Yeah. Jennifer, I was going to ask you, which of the four is your favorite? And what if, if I told you, you couldn't pick Dickens, what would you pick? Oh, well, I would then pick Jane Eyre. All right. Because that was one of the, the first, you know, really long classics of English literature that I read as a child.

It is a big place in my heart. Um, I was also going to say that, you know, we need to have a, a bragging moment on some of classical conversations students. So not only do we have the lovely Stephanie, Stephanie Bailey meter helping us with footnoting these additions, but we also had these four that we just named the covers were designed by, um, challenge students.

And, um, so my daughter did the cover for Alice's Adventures in Wonderland when she was interning for us and added to our staff, one of our interns, Hannah Gilmer, who has actually been busily laying out these books and finding illustrations for them. And then we have another intern, Rachel Hiltz, who's been helping us to edit them.

So this really is a multi-generational effort to be keepers of the books. Isn't that the coolest thing? I absolutely love seeing challenge students grow up to be keepers of the books and to work shoulder to shoulder with these young people who, um, have such a great education and such a love for, for books is really inspiring and it's a lot of fun.

So Tim mentioned these four, and these are, are books that our students will use at home and in community within their challenge community. Um, Jennifer, there are Copper Lodge titles that parents of younger children might want to use specifically, um, in the fall as we are coming up in cycle two.

Tell us about those. Yeah, so we designed some of our younger readers to loosely correspond with the geography of each of our nation cycles. So coming up for cycle two, we have the literature storybook, um, old world echoes, which is full of fairy tales from Europe and, um, and some places in Asia as well.

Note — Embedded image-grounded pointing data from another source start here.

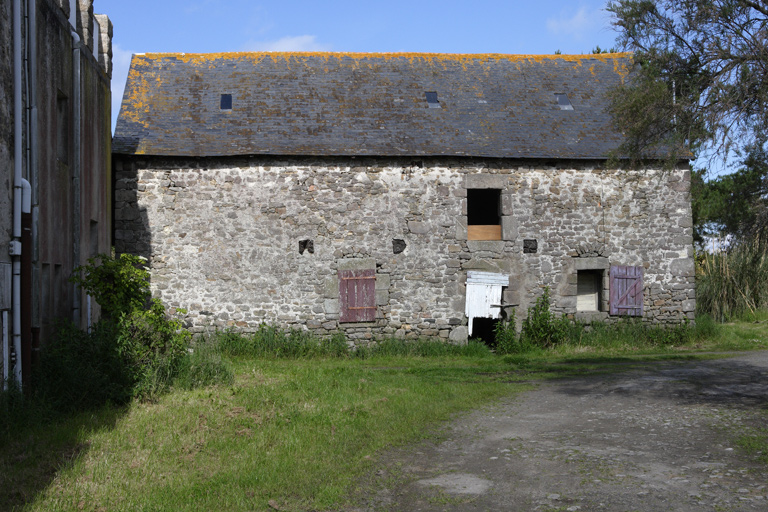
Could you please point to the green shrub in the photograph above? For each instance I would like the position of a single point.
(119, 284)
(542, 328)
(135, 350)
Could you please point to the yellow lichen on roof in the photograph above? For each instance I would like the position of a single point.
(210, 58)
(137, 95)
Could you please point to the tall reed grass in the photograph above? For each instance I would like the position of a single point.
(734, 282)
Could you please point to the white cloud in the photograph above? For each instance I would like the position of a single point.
(304, 43)
(121, 61)
(578, 25)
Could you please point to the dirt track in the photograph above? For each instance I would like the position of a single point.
(656, 439)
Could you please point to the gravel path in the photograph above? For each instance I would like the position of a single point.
(656, 439)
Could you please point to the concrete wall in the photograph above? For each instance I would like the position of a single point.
(223, 237)
(54, 203)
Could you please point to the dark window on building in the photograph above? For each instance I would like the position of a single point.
(626, 294)
(530, 246)
(357, 295)
(484, 214)
(563, 102)
(589, 288)
(62, 128)
(432, 100)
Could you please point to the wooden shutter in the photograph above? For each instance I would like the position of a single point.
(357, 295)
(626, 290)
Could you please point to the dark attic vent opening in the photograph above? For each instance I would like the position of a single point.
(432, 99)
(563, 102)
(484, 206)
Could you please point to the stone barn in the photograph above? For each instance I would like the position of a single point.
(393, 194)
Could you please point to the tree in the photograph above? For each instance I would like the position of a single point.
(732, 205)
(700, 84)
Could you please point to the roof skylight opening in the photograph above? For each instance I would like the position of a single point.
(432, 100)
(563, 102)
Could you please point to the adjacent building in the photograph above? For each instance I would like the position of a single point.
(55, 147)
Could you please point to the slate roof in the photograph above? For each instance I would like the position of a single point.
(491, 105)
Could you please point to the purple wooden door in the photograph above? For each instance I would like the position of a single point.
(626, 290)
(357, 295)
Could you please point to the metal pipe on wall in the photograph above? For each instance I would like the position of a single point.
(15, 248)
(76, 217)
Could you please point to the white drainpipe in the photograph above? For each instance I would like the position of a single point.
(15, 247)
(76, 48)
(6, 352)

So we call it the old world for a reason. And it corresponds with the cycle two foundations geography. As I said, the memory work that the students are doing. So we have 24 weeks of stories and poems for families to share together to go right along with our foundations here.

And then for, um, learning a little bit about the history of Rome, we have our book senators of Rome, which is so we, Rome's history comes in those three sweeping periods of Kings and the Senate and then on to emperors. And so that middle period senators of Rome is our reader for cycle two.

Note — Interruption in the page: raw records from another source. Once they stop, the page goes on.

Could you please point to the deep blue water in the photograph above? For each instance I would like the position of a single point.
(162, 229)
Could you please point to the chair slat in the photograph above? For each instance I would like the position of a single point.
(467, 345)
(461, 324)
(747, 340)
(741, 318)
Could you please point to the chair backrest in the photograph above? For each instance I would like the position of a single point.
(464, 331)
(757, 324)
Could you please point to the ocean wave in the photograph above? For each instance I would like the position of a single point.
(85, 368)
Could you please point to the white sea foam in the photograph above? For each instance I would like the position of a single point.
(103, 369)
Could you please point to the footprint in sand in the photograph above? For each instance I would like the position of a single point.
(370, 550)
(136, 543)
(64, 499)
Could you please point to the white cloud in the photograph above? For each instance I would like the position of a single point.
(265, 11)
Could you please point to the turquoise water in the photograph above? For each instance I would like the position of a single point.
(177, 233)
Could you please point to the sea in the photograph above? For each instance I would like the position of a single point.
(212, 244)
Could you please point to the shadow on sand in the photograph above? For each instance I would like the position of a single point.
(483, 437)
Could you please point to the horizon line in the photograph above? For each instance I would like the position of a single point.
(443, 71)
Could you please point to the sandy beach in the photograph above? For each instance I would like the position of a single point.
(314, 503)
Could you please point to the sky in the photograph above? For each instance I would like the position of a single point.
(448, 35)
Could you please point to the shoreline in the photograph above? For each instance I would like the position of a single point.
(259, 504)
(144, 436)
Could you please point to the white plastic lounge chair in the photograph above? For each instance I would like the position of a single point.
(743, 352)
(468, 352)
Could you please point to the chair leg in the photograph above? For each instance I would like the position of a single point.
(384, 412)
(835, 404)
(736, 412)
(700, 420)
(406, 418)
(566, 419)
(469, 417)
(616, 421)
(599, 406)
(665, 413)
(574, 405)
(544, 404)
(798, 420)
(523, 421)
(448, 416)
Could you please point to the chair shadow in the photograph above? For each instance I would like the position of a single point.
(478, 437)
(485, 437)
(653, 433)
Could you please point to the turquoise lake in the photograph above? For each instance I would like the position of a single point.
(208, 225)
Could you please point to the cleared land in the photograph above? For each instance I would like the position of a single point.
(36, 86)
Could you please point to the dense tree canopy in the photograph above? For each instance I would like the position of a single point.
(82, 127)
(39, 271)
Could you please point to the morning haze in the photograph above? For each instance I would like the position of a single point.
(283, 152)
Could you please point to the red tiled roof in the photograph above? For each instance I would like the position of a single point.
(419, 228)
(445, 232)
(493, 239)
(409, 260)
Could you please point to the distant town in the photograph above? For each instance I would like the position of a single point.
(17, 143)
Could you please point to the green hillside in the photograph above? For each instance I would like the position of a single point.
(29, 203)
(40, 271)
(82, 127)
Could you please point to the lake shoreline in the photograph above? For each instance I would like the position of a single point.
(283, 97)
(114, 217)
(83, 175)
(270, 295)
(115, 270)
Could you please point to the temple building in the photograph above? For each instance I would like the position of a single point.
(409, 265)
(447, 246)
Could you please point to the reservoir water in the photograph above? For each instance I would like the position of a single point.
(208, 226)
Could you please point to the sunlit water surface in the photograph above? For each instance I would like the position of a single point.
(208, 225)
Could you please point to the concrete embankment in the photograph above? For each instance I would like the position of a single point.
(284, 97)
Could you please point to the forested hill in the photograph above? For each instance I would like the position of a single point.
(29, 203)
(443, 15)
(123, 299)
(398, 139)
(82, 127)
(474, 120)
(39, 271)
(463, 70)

And then we have for reading wonderful science stories, um, we have, uh, our uncle Paul series and the one that goes with cycle two is exploring the oceans with uncle Paul. And although that is the title, we should say that uncle Paul is exploring these things with his niece and his nephews.

So that's another thing that makes it a wonderful homeschool read aloud. Yeah. Yes. Oh, and, and they are fun stories. We have done some of those, some read alouds from all three of those, um, old world echoes exploring the oceans and senators in Rome. We've done some read alouds, summer read alouds.

And, um, I have had feedback that students want to keep asking their parents, what comes next? What comes next? We need to get that book. So parents out there, you, you've heard it here. You know, what books, what Copper Lodge library books you need to look for that are new additions coming out that your challenge students will see in community.

And now Jennifer has told us which cycle two readers would be a great addition to your library for summer or fall read alouds at home, um, this coming year. Well, it's about time for us to end this episode. Is there any last word that you want to offer as a keeper of the book, Jennifer or Tim?

Just that I hope we've inspired our listeners to start to own some of their own books and to build their family library of whatever size. It doesn't have to be thousands of volumes, as long as you pick a few really good ones to own. And then I'm hoping to also hand those down to my children that we can all have that family heritage.

Yep. A heritage of reading. That's cool. Tim, what about you? One final plug to be a keeper of the book. Yeah. Read early, read often, and read widely. Oh, that is awesome advice. Okay, guys, you've gotten all the good advice. Go and build your library and enjoy reading along the way.